His father smiled. Spaghetti was practical, and it was the only thing he cooked when Anthony came over. Make a half-pound package of pasta, and the boy wolfed it down. Patrick was proud of that appetite and what the kid had become. During his entire childhood, Anthony had been small, below average; you could tell by the charts in his health file. Not to mention his screwed-up eye and the way he always clung to his mother’s skirts. Some things did improve with the passage of time after all. Patrick lowered the flame under the pan, added onions and garlic to the meat, then heated everything while stirring it with a wooden spatula. One thing was still bothering him, though. Anthony had gotten beat up and he wanted to know why. Put words to the injury.

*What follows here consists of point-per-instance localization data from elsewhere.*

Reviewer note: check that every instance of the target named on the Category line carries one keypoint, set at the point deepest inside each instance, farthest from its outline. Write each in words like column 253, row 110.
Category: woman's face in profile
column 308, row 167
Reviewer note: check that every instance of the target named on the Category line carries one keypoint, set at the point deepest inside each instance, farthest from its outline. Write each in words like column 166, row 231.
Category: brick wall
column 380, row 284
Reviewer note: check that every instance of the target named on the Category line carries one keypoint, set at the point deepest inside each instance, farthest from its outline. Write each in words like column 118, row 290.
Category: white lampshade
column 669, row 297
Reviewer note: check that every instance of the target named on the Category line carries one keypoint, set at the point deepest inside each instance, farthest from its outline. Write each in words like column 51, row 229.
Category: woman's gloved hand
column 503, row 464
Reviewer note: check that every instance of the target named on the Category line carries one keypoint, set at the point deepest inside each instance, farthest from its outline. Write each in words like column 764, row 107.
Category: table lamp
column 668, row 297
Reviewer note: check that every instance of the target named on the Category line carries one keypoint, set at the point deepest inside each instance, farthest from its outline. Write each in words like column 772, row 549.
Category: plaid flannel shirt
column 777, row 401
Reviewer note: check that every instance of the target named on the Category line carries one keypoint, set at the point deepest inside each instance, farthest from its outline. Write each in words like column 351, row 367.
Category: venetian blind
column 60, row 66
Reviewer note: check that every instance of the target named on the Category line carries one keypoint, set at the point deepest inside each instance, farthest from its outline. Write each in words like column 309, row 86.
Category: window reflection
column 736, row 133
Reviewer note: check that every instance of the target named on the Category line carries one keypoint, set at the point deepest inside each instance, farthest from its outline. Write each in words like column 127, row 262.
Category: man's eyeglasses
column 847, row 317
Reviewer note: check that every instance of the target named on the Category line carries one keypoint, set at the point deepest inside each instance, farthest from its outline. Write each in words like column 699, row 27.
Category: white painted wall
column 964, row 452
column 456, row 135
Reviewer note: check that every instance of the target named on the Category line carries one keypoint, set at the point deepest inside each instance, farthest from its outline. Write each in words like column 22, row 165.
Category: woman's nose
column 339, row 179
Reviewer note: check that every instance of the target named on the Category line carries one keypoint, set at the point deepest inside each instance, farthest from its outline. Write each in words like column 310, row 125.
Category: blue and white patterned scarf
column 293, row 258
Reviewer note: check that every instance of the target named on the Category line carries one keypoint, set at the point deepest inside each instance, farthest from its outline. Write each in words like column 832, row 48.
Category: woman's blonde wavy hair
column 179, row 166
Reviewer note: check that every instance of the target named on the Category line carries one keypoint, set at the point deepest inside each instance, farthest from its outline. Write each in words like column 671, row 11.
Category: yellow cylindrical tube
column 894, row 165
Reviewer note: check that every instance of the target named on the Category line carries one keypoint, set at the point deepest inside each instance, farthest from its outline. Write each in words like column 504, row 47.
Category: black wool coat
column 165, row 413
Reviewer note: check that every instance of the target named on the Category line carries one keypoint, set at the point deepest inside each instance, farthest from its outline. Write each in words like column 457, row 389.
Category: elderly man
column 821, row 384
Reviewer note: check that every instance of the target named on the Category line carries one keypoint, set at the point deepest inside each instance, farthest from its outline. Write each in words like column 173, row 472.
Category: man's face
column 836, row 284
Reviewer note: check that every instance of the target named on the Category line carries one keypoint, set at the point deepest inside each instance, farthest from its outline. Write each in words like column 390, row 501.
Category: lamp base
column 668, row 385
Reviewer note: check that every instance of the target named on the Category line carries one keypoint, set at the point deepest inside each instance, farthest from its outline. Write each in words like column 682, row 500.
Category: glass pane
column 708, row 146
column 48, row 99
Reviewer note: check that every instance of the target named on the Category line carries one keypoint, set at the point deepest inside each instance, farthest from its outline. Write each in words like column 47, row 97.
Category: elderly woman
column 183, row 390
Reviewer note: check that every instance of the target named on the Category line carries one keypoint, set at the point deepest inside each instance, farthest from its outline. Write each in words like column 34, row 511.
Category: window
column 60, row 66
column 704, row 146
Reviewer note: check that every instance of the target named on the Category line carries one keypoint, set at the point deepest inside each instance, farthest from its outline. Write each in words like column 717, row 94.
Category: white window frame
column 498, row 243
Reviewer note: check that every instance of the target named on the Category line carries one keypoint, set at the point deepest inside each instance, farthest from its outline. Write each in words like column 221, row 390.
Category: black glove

He heard an official-sounding voice coming from the TV in the living room. It was a wrap-up of the Tour de France.
“Who has the maillot jaune?”
“Indurain.”
“It’s getting boring. Same old, same old.”
“The man’s a machine.”
“No kidding.”
“He’s gonna win.”
“I know.”
They ate while watching the news. Anthony was bent over his plate. Patrick cut his pasta, which reminded him of old arguments. Hélène used to say that you shouldn’t cut spaghetti; she was a stickler about things like that. Remembering it gave Patrick an odd feeling.